1. The FTC should update the COPPA rule to reflect technological changes since 2013, including by allowing operators to conduct an analysis of their audience composition to avoid classification as a child-directed service, while maintaining COPPA’s actual knowledge standard and remaining within the law’s scope of protecting children’s individually identifying information.

2. Congress should pass comprehensive federal privacy legislation that addresses actual privacy harms and preempts state laws, creating a single set of protections for all Americans, including additional protections for children between ages 13 and 17 such as requiring opt-in consent to collect and share teenagers’ data while allowing adults to opt out of data collection and sharing.[86]

3. Congress should pass legislation creating a national, interoperable framework for securely issuing and validating digital IDs across all levels of government and directing the Department of Homeland Security to begin issuing those digital IDs upon request, with grants for states to upgrade their systems for issuing driver’s licenses and other identity credentials to support digital IDs that can serve as privacy-protective forms of online age verification for adults.[87]

4. Congress should provide more funding for research and testing of photo-based AI age estimation and direct the National Institute of Standards and Technology (NIST) to conduct an up-to-date empirical evaluation of age estimation algorithms and their accuracy.[88]

5. Congress should pass legislation requiring device operating systems to create an opt-in “trustworthy child flag” for user accounts, available when first setting up a device and later in a device’s settings, that signals to apps and websites that a user is underage and requiring apps and websites that serve age-restricted content to check for this signal for their users and block underage users from this content.

6. Congress should amend COPPA’s actual knowledge standard so that websites directed at a general audience with common features, such as user feedback forms or customer service chatbots, are not required to obtain parental consent to collect information from users indicated as children by a trustworthy child flag.

7. Congress should pass legislation establishing a government-led forum to create a voluntary industry standard for interoperability on cross-platform parental controls, which would enable parents to create universal limits on their children’s online behavior across multiple devices.

8. Congress should increase funding for law enforcement to investigate CSAM reports and prosecute perpetrators, including by increasing funding for ICAC task forces, police technology, and police training to keep up with perpetrators’ continuously evolving methodology.[89]
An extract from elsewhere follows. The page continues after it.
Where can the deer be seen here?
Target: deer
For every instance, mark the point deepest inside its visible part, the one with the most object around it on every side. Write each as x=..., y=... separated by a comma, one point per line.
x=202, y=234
9. Congress should pass federal legislation similar to the Coogan Act and Illinois' child influencer legislation that protects child performers in traditional and digital media by requiring parents to set aside a portion of a child’s earnings in a trust that the child can access upon reaching adulthood.
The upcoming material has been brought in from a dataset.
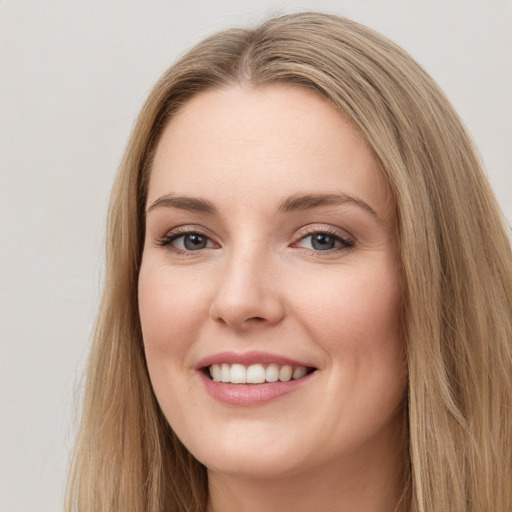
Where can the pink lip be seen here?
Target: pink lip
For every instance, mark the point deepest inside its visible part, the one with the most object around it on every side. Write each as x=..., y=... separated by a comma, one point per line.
x=246, y=395
x=248, y=358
10.Finally, Congress should provide funding for digital literacy campaigns that teach children how to stay safe online and parents how to keep their children safe online.


About the Author

Ashley Johnson (@ashleyjnsn) is a senior policy manager at ITIF. She researches and writes about Internet policy issues such as privacy, security, and platform regulation. She was previously at Software.org: the BSA Foundation and holds a master’s degree in security policy from the George Washington University and a bachelor’s degree in sociology from Brigham Young University.

About ITIF

The Information Technology and Innovation Foundation (ITIF) is an independent 501(c)(3) nonprofit, nonpartisan research and educational institute that has been recognized repeatedly as the world’s leading think tank for science and technology policy. Its mission is to formulate, evaluate, and promote policy solutions that accelerate innovation and boost productivity to spur growth, opportunity, and progress. For more information, visit itif.org/about.

Endnotes

[1].     “Act No. 440,” Louisiana State Legislature, accessed April 22, 2024, https://legis.la.gov/legis/ViewDocument.aspx?d=1289498.
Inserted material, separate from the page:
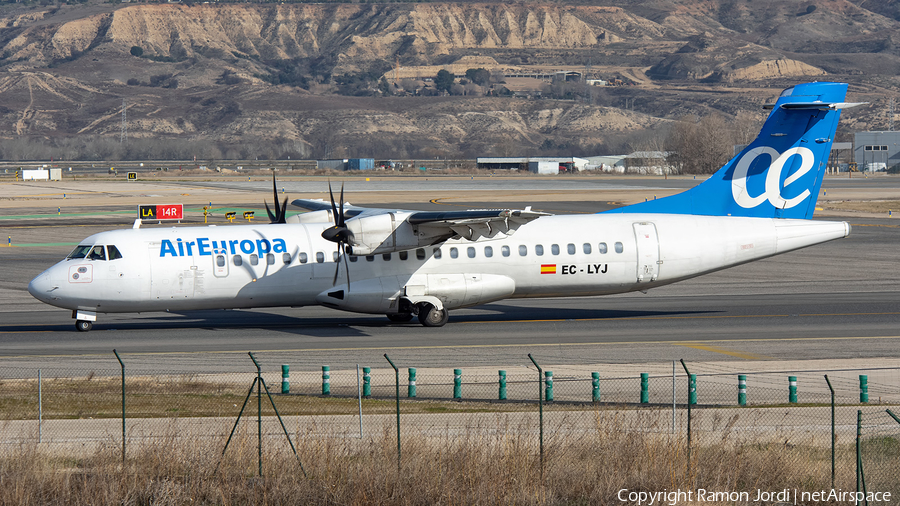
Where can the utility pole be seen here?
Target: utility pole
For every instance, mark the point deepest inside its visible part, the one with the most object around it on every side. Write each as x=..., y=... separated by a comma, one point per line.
x=123, y=136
[2].     Brian Stelter, “25 Years After Columbine: Why the Massacre Was a Turning Point for America,” Vanity Fair, April 18, 2024, https://www.vanityfair.com/news/story/25-years-after-columbine.

[3].     Alex Leeds Matthews, “School shootings in the US: Fast facts,” updated March 7, 2024, https://www.cnn.com/us/school-shootings-fast-facts-dg/index.html.

[4].     Rebecca H. Bitsko et al., “Epidemiology and Impact of Health Care Provider–Diagnosed Anxiety and Depression Among US Children,” Journal of Developmental & Behavioral Pediatrics 39, no. 5 (June 2018): 395-403, https://journals.lww.com/jrnldbp/abstract/2018/06000/epidemiology_and_impact_of_health_care.6.aspx.

[5].     Rebecca H. Bitsko et al., “Mental Health Surveillance Among Children – United States, 2013–2019,” Morbidity and Mortality Weekly Report Supplements 71, no. 2 (February 2022): 1–42, https://www.cdc.gov/mmwr/volumes/71/su/su7102a1.htm.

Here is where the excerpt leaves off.